DALLAS - Both sides have rested in the first state trial for one of the people accused of being involved in criminal activity that led to the kidnapping and killing of a 13-year-old girl.
Shavon Randle, an innocent victim, was kidnapped because of stolen drugs.
She had nothing to do with the drugs, but she was still shot multiple times.
Desmond Jones is on trial for organized crime, even though nobody is charged with her murder.
Prosecutors opened this trial by calling it a gigantic puzzle.
They’re now hoping the puzzle pieces pull together a picture for jurors that leads to a guilty verdict for Jones.
“How does Desmond Jones get involved, or really, become a suspect or potential witness in this case?” prosecutor Lisa Falk asked Jason Rohack, a detective with the Lancaster Police Department.
“When we identified the vehicle, the white Ford,” Rohack answered.
A Ford 500 that was seen in the Amber Alert released after Randle was snatched.
Rohack was the lead investigator. He said it was a phone call from Jones’ girlfriend, telling them he had her car.
Rohack recounted what Jones later told him in a recorded interview not shown in court.
“[Jones] admitted to being there that morning in the car with Devontae Owens when Laquon Qilkerson and Mike Titus went to Shavon Randle’s house,” Rohack testified.
Defense attorneys tried to show jurors the confession was forced.
“Do you think it’s right to threaten a 20-year-old kid with the death penalty to get him to talk?” Jones’ defense attorney Allan Fishburn asked. “[Saying] you’re going to end up getting that needle.”
Cell phone tracking was another part of the state's case to connect Jones to the kidnapping.
“This is the first usage of the phone that was associated with Mr.

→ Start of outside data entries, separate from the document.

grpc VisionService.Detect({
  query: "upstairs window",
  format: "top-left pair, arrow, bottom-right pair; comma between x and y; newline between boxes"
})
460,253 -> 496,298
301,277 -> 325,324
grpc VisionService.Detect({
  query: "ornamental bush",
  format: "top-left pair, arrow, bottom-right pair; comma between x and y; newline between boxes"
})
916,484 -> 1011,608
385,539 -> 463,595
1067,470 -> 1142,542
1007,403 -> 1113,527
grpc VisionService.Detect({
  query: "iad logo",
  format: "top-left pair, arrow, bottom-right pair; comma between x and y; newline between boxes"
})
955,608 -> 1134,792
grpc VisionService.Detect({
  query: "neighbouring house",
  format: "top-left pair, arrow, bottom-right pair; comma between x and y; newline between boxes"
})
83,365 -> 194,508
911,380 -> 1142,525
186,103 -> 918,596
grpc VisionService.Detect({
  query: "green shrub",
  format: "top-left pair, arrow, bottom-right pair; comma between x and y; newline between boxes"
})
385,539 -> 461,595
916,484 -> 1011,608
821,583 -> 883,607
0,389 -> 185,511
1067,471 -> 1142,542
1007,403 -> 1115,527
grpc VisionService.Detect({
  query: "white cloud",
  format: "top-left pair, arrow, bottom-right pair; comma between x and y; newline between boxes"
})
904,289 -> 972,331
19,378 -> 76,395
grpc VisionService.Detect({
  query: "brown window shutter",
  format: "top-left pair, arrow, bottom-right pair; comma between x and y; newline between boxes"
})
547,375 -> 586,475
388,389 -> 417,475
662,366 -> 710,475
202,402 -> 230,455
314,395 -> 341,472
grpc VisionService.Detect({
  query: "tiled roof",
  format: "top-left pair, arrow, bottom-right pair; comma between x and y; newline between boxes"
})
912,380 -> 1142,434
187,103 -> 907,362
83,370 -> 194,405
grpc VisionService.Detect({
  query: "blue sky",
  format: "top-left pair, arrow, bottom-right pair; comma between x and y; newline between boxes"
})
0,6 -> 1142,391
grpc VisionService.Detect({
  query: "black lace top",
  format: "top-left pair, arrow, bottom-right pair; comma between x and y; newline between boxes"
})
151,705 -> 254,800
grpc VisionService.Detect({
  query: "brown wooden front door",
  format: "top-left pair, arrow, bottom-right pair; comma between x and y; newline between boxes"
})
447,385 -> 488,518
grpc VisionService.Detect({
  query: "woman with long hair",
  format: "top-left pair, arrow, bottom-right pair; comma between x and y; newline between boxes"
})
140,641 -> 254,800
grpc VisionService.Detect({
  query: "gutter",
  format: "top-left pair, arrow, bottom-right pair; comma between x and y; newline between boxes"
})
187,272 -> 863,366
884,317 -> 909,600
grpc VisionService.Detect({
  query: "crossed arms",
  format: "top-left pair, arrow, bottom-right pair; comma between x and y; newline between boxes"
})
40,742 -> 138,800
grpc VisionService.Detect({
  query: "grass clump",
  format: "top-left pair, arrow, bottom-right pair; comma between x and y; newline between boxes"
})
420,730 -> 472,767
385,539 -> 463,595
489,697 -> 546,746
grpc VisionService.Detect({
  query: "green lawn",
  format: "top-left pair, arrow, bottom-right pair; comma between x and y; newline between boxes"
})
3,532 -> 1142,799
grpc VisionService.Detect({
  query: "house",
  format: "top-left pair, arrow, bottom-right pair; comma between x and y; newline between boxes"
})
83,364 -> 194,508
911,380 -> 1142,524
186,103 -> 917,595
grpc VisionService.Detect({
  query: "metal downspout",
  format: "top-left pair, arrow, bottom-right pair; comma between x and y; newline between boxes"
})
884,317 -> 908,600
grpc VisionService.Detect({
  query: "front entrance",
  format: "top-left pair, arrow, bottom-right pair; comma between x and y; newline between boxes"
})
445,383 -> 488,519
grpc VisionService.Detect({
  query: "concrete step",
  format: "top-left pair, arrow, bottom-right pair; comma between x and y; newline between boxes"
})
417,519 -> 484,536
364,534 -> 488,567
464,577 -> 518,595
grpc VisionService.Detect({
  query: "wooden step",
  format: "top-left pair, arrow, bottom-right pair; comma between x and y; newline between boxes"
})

Jones,” FBI agent Mark Sedgwick testified.
Sedgwick said he tracked phone numbers associated with Jones and others in the drug crew, Owens Wilkerson, and Darius Fields.
“They are there during the time of the kidnapping, then they start traveling north up towards where the victim was located. During that time, you see the victims phone start to make those ransom calls,” Sedgwick said.
Phones associated with the men were tracked to the Oak Cliff drug house where Randle spent her last moments of life.
“As they're leaving the residence, the area where the victim is located, those phones go off the network,” Sedgwick said.
The actual phones were never recovered.
Randle turned 13 just six days before she was killed.
Her mother, Shequana Persley, spoke to her the morning she was taken.
Hours later, her sister-in-law would call her with life-changing news
“At any time after that call, were you ever able to see your daughter again alive?” prosecutor Falk asked Persley.
“No,” she responded.
Both sides rested, and the defense did so without calling any witnesses.
The judge will read what’s called ‘the charge’ to the jury Friday morning.
Both sides will then make closing statements.
Jurors should begin deliberating early Friday.